Forbidden Games (1952)
After her parents were killed in a German air raid, five-year-old Parisian Paulette (Brigitte Fossey) winds up taking residence with the Dollés, a peasant family. There, she meets Michel (Georges Poujouly). What starts as a grave for Paulette’s pet dog turns into something much more, as both Michel and Paulette are affected by the death around them.
Forbidden Games (Jeux Interdits) is a film directed by René Clément. I can’t really describe Forbidden Games as a war movie as the movie is almost entirely away from the frontlines. It’s more appropriate to describe it as a movie about children in an adult’s world. At first it seems like an introduction to the real world for Paulette, who has only been recently removed from the comforts of city life, Michel also is one to lose innocence.

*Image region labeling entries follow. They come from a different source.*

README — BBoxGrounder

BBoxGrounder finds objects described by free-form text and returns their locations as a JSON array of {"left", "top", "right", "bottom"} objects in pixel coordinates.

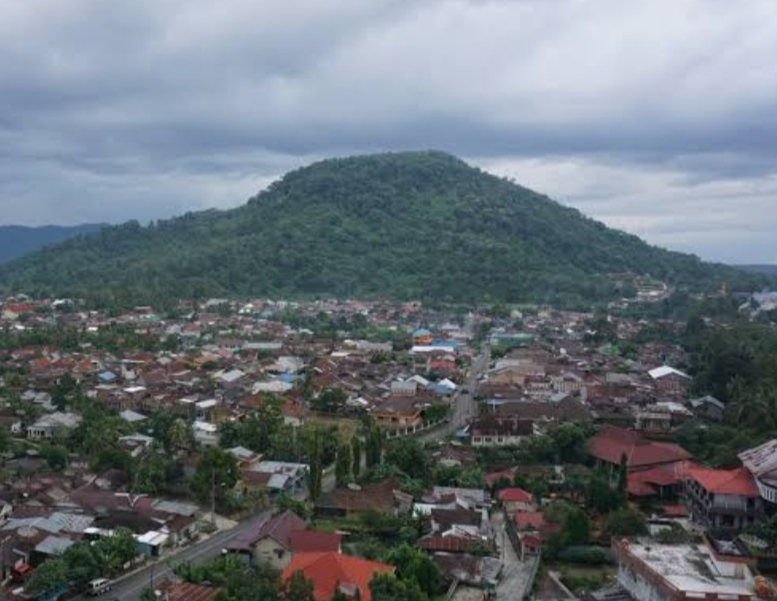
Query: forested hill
[
  {"left": 0, "top": 152, "right": 759, "bottom": 302},
  {"left": 0, "top": 223, "right": 104, "bottom": 263},
  {"left": 735, "top": 264, "right": 777, "bottom": 276}
]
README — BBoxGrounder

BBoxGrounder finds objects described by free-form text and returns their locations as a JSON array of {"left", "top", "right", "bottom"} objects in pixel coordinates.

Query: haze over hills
[
  {"left": 735, "top": 264, "right": 777, "bottom": 276},
  {"left": 0, "top": 223, "right": 105, "bottom": 263},
  {"left": 0, "top": 151, "right": 758, "bottom": 302}
]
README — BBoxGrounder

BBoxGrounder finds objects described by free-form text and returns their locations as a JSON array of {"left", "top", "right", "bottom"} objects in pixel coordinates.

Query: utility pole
[{"left": 210, "top": 465, "right": 216, "bottom": 527}]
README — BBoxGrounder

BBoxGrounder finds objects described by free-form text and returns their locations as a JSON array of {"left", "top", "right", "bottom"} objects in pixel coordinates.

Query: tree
[
  {"left": 367, "top": 423, "right": 383, "bottom": 469},
  {"left": 190, "top": 447, "right": 239, "bottom": 504},
  {"left": 133, "top": 453, "right": 175, "bottom": 495},
  {"left": 310, "top": 388, "right": 348, "bottom": 413},
  {"left": 282, "top": 572, "right": 315, "bottom": 601},
  {"left": 386, "top": 544, "right": 442, "bottom": 597},
  {"left": 62, "top": 542, "right": 103, "bottom": 589},
  {"left": 167, "top": 418, "right": 194, "bottom": 451},
  {"left": 351, "top": 435, "right": 362, "bottom": 478},
  {"left": 93, "top": 448, "right": 135, "bottom": 477},
  {"left": 386, "top": 438, "right": 431, "bottom": 482},
  {"left": 586, "top": 470, "right": 624, "bottom": 513},
  {"left": 216, "top": 565, "right": 283, "bottom": 601},
  {"left": 278, "top": 494, "right": 309, "bottom": 520},
  {"left": 564, "top": 507, "right": 591, "bottom": 545},
  {"left": 25, "top": 557, "right": 70, "bottom": 596},
  {"left": 40, "top": 444, "right": 70, "bottom": 472},
  {"left": 550, "top": 422, "right": 587, "bottom": 463},
  {"left": 603, "top": 507, "right": 647, "bottom": 536},
  {"left": 308, "top": 426, "right": 323, "bottom": 501},
  {"left": 335, "top": 444, "right": 352, "bottom": 486},
  {"left": 94, "top": 528, "right": 138, "bottom": 576},
  {"left": 370, "top": 574, "right": 429, "bottom": 601}
]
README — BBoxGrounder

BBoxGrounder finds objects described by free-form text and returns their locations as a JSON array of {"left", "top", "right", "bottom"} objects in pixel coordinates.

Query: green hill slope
[
  {"left": 0, "top": 223, "right": 105, "bottom": 263},
  {"left": 0, "top": 152, "right": 755, "bottom": 302}
]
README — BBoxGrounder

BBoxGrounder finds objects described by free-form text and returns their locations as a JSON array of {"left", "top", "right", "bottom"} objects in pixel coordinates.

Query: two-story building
[{"left": 685, "top": 467, "right": 765, "bottom": 531}]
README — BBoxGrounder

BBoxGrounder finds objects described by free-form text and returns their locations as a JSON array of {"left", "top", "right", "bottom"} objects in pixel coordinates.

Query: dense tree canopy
[{"left": 0, "top": 152, "right": 766, "bottom": 304}]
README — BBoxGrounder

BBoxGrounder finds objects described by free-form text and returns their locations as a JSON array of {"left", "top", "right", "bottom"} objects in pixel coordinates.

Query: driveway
[{"left": 491, "top": 512, "right": 539, "bottom": 601}]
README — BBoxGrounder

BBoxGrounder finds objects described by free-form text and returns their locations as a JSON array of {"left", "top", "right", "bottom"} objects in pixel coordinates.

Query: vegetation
[
  {"left": 0, "top": 223, "right": 103, "bottom": 262},
  {"left": 0, "top": 152, "right": 766, "bottom": 305},
  {"left": 26, "top": 528, "right": 138, "bottom": 595}
]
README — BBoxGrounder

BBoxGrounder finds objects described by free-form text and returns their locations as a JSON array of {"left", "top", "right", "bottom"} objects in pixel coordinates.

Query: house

Forbidden Games works very similarly to Godzilla as both are movies that were made when World War II was still fresh in the minds of everyone. While Godzilla was made nine years after the atomic bombings of Hiroshima and Nagasaki, Forbidden Games was made twelve years after France’s humiliating defeat to the Nazi war machine. Like Godzilla, Forbidden Games shows how the horrors of war affect ordinary people, regardless of how far away they are from combat. In the case of Forbidden Games, it was manifested in the feud between the Dollés and the Gouards, who had a son return from combat after his unit was decimated by German forces.
As odd as this may sound, Forbidden Games works extremely well as a companion piece to Godzilla. While Godzilla had a more open antiwar message, Forbidden Games clearly doesn’t condone conflict. Unlike Godzilla, Forbidden Games very much is a cinematic masterpiece. Like Godzilla, however, it is also an important movie to see purely for French history, particularly with how World War II influenced ordinary citizens.